Characterization and Investigation of Grain Selection in Spiral Grain Selectors during Casting Single-Crystal Turbine Blades

Document Type: Research Paper


1 Department of Mechanical and Material, Lenjan Branch, Islamic Azad University, Isfahan, Iran

2 Advanced Materials Research Center, Faculty of Materials Engineering, Islamic Azad University, Najafabad Branch, IAUN, P.O. Box 517, Isfahan, Iran


Manufactured single crystal components using Ni-base super alloys are routinely used in the hot sections of aero engines and industrial gas turbines due to their outstanding high temperature strength, toughness and resistance to degradation in corrosive and oxidative environments.

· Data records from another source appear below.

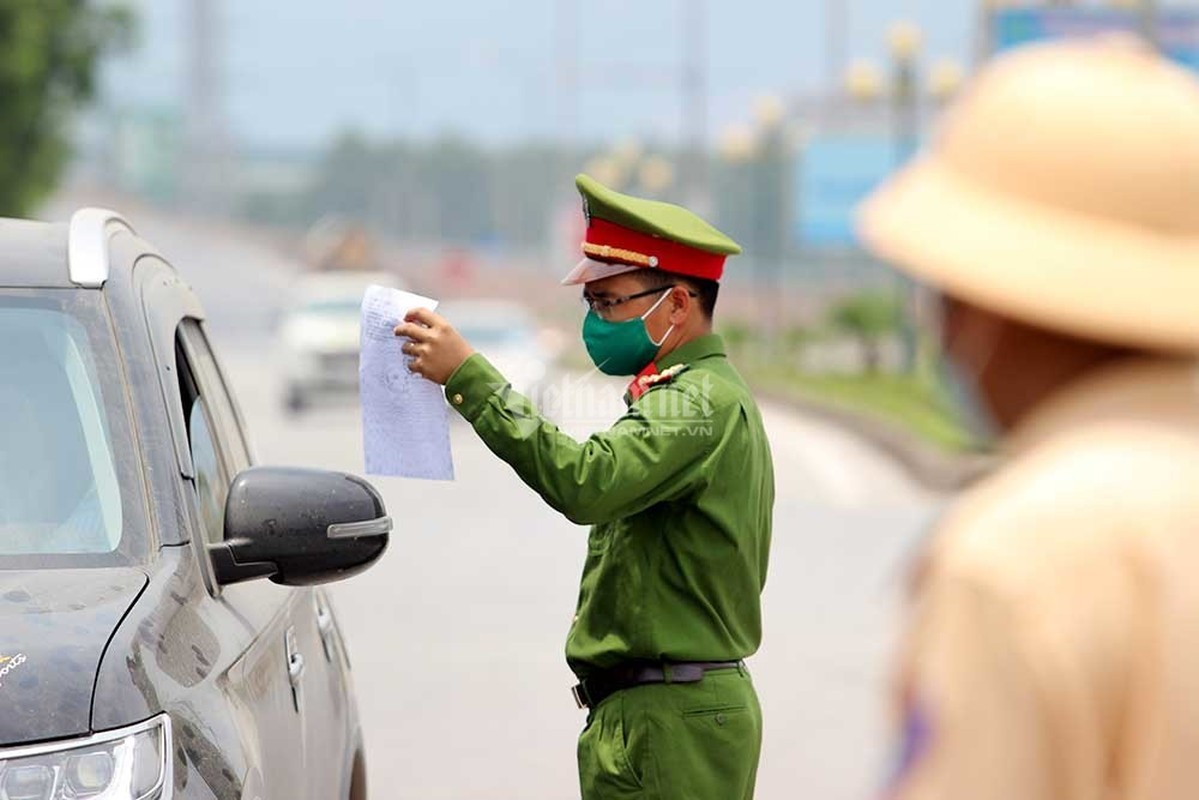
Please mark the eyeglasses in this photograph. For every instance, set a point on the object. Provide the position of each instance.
(604, 305)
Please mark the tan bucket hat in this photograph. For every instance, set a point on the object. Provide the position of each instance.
(1061, 190)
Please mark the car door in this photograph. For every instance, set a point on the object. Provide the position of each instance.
(293, 626)
(265, 684)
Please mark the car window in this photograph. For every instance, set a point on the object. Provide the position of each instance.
(60, 491)
(211, 482)
(214, 431)
(224, 422)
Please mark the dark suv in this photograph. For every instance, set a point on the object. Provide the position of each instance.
(160, 632)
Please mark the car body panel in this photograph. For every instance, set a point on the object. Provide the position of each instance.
(104, 648)
(54, 626)
(28, 248)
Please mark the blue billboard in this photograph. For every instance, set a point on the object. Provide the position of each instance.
(835, 175)
(1178, 29)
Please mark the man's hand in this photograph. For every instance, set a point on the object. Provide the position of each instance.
(435, 347)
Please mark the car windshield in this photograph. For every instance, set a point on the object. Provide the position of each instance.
(60, 477)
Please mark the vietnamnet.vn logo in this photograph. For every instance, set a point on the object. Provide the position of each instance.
(8, 663)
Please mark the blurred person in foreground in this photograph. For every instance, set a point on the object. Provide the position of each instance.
(679, 494)
(1053, 650)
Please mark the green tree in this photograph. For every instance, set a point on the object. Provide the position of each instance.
(48, 54)
(868, 317)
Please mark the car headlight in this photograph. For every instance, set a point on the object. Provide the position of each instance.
(127, 764)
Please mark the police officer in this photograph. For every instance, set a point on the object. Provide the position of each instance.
(1053, 650)
(679, 494)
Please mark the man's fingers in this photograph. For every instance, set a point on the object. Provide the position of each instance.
(423, 317)
(413, 331)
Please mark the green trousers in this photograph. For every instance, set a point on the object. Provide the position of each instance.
(674, 741)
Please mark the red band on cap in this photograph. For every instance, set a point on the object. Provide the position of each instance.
(673, 257)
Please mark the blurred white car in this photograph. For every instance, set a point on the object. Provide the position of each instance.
(319, 335)
(506, 334)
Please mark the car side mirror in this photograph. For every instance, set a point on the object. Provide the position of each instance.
(299, 527)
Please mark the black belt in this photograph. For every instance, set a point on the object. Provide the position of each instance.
(598, 686)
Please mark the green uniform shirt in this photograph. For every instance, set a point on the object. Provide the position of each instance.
(679, 493)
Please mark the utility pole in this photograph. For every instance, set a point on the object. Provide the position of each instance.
(1149, 23)
(205, 172)
(694, 104)
(836, 43)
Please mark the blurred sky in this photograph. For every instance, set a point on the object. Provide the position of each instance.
(297, 71)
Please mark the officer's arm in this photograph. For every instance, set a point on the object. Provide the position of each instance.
(645, 458)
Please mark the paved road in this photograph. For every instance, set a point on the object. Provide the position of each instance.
(457, 635)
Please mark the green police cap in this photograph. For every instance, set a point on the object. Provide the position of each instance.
(630, 233)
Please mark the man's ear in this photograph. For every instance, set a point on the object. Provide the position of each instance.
(681, 305)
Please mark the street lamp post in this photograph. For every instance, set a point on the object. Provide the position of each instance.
(867, 84)
(904, 40)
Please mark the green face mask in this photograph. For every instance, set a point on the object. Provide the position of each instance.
(621, 348)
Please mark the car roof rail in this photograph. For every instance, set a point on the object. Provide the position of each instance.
(88, 258)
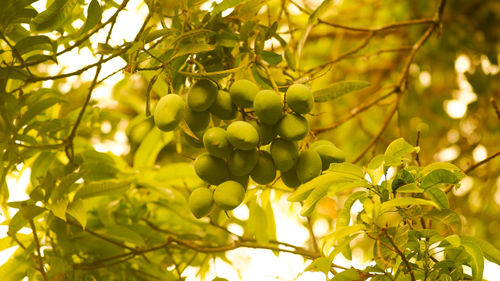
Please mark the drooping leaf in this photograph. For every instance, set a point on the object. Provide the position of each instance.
(437, 177)
(437, 195)
(94, 16)
(405, 201)
(78, 211)
(100, 188)
(55, 16)
(338, 89)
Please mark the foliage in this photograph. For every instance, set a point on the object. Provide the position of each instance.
(108, 216)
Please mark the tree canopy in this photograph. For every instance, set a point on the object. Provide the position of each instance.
(386, 105)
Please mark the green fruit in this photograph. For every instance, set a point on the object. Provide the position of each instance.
(293, 127)
(229, 194)
(216, 142)
(200, 202)
(267, 133)
(308, 165)
(299, 98)
(211, 169)
(290, 178)
(243, 180)
(328, 152)
(264, 171)
(196, 121)
(202, 95)
(194, 142)
(243, 93)
(242, 162)
(268, 107)
(284, 154)
(223, 107)
(242, 135)
(169, 112)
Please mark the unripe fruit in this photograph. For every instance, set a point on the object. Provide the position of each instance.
(290, 178)
(196, 121)
(264, 171)
(229, 194)
(216, 142)
(169, 112)
(293, 127)
(308, 165)
(266, 132)
(242, 162)
(211, 169)
(201, 202)
(243, 93)
(202, 95)
(223, 107)
(242, 135)
(299, 98)
(284, 154)
(328, 152)
(268, 107)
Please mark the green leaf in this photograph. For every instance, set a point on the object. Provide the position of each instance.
(476, 259)
(338, 89)
(438, 196)
(490, 252)
(344, 216)
(78, 211)
(399, 202)
(22, 217)
(410, 188)
(39, 42)
(153, 143)
(321, 264)
(100, 188)
(438, 177)
(271, 58)
(447, 218)
(94, 16)
(226, 4)
(58, 208)
(347, 275)
(58, 13)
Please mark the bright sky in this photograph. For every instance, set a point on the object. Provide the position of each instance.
(254, 264)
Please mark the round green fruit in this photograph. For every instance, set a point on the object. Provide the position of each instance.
(196, 121)
(264, 171)
(308, 166)
(299, 98)
(328, 152)
(229, 194)
(284, 154)
(243, 93)
(267, 133)
(200, 202)
(216, 142)
(290, 178)
(242, 162)
(223, 107)
(242, 135)
(169, 112)
(211, 169)
(293, 127)
(202, 95)
(268, 107)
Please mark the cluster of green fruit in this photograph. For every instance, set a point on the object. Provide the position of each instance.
(241, 150)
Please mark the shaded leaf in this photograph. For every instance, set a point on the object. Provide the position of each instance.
(338, 89)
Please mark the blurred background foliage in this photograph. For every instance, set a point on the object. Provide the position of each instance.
(447, 102)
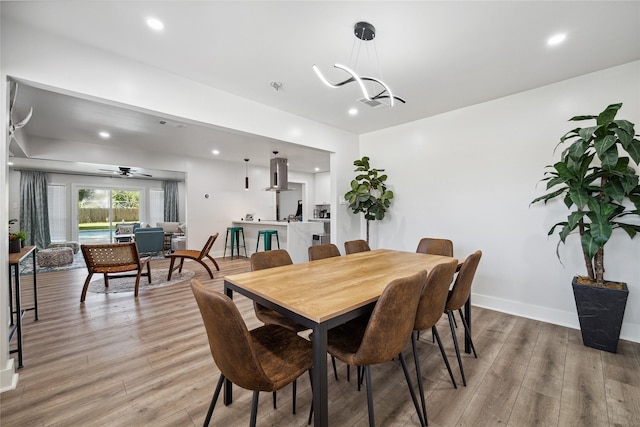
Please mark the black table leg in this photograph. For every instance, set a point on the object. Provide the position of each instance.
(228, 385)
(320, 386)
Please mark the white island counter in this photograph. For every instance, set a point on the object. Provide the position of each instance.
(295, 237)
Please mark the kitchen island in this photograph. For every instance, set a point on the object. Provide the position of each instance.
(295, 237)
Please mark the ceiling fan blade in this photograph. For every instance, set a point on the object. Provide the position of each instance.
(13, 94)
(24, 121)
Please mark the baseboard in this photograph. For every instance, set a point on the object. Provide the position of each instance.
(8, 377)
(629, 331)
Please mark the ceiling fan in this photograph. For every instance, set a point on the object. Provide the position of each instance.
(126, 172)
(13, 127)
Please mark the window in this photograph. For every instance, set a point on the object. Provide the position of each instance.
(156, 206)
(57, 205)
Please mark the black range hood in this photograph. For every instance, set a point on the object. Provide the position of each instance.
(279, 174)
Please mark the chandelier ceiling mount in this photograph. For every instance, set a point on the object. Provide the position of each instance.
(365, 32)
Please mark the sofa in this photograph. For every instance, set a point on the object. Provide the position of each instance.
(175, 228)
(126, 228)
(150, 240)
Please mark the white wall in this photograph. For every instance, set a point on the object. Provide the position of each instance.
(469, 175)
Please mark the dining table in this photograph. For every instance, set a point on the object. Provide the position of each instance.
(325, 293)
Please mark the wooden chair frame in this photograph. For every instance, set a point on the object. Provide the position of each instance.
(195, 255)
(112, 260)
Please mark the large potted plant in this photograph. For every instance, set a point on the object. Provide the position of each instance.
(599, 185)
(369, 193)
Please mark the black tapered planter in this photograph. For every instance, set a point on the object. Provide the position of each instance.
(600, 311)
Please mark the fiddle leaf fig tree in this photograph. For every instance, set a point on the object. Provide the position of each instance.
(598, 185)
(368, 193)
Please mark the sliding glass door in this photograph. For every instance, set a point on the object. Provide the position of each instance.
(100, 209)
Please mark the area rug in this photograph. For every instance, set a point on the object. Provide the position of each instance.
(127, 284)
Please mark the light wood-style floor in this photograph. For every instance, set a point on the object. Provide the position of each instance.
(120, 361)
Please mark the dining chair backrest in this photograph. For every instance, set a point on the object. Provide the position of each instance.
(462, 286)
(327, 250)
(229, 339)
(433, 246)
(434, 295)
(392, 320)
(354, 246)
(207, 246)
(269, 259)
(111, 257)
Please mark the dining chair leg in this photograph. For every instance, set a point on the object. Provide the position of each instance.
(213, 401)
(173, 260)
(468, 332)
(435, 333)
(367, 373)
(414, 344)
(455, 344)
(254, 408)
(423, 421)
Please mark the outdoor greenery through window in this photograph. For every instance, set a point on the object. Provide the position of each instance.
(99, 210)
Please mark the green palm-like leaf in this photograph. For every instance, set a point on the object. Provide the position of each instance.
(602, 188)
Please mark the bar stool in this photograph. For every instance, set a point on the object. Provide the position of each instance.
(235, 233)
(267, 235)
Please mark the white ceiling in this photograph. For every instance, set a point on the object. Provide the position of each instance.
(438, 56)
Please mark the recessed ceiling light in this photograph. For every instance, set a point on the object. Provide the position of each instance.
(155, 24)
(556, 39)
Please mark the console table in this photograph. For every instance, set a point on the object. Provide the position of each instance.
(14, 264)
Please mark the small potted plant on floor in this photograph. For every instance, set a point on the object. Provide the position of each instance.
(597, 181)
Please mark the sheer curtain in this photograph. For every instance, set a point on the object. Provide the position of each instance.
(171, 201)
(34, 212)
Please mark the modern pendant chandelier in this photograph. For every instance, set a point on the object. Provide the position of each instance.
(365, 32)
(246, 174)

To control the quality of the single crystal turbine blades, particular attention has been paid to grain selection, which is used to obtain the single crystal morphology from a plethora of columnar grains. For this purpose, different designs of grain selectors are employed and the most common type is the spiral grain selector. A typical spiral grain selector includes a starter block and a spiral (helix) located above. It has been found that the grains with orientation well aligned to the thermal gradient survive in the starter block by competitive grain growth while the selection of the single crystal grain occurs in the spiral part. In the present study, 2Dspiral selectors with different geometries were designed and produced using a state-of-the-art Bridgeman Directional Solidification casting furnace to investigate the competitive growth during grain selection in 2d grain selectors. The principal advantage of using a 2-Dselector is to facilitate the wax injection process in investment casting by enabling significant degree of automation. The directional solidification process for obtaining single crystal component for Nickel Super alloys based on the competitive growth in 2D and 3D single crystal grain selector was experimentally investigated for various geometries. Transverse sections of the grain selectors using optical and EBSD microscopy techniques were observed to understand the competitive grain growth process.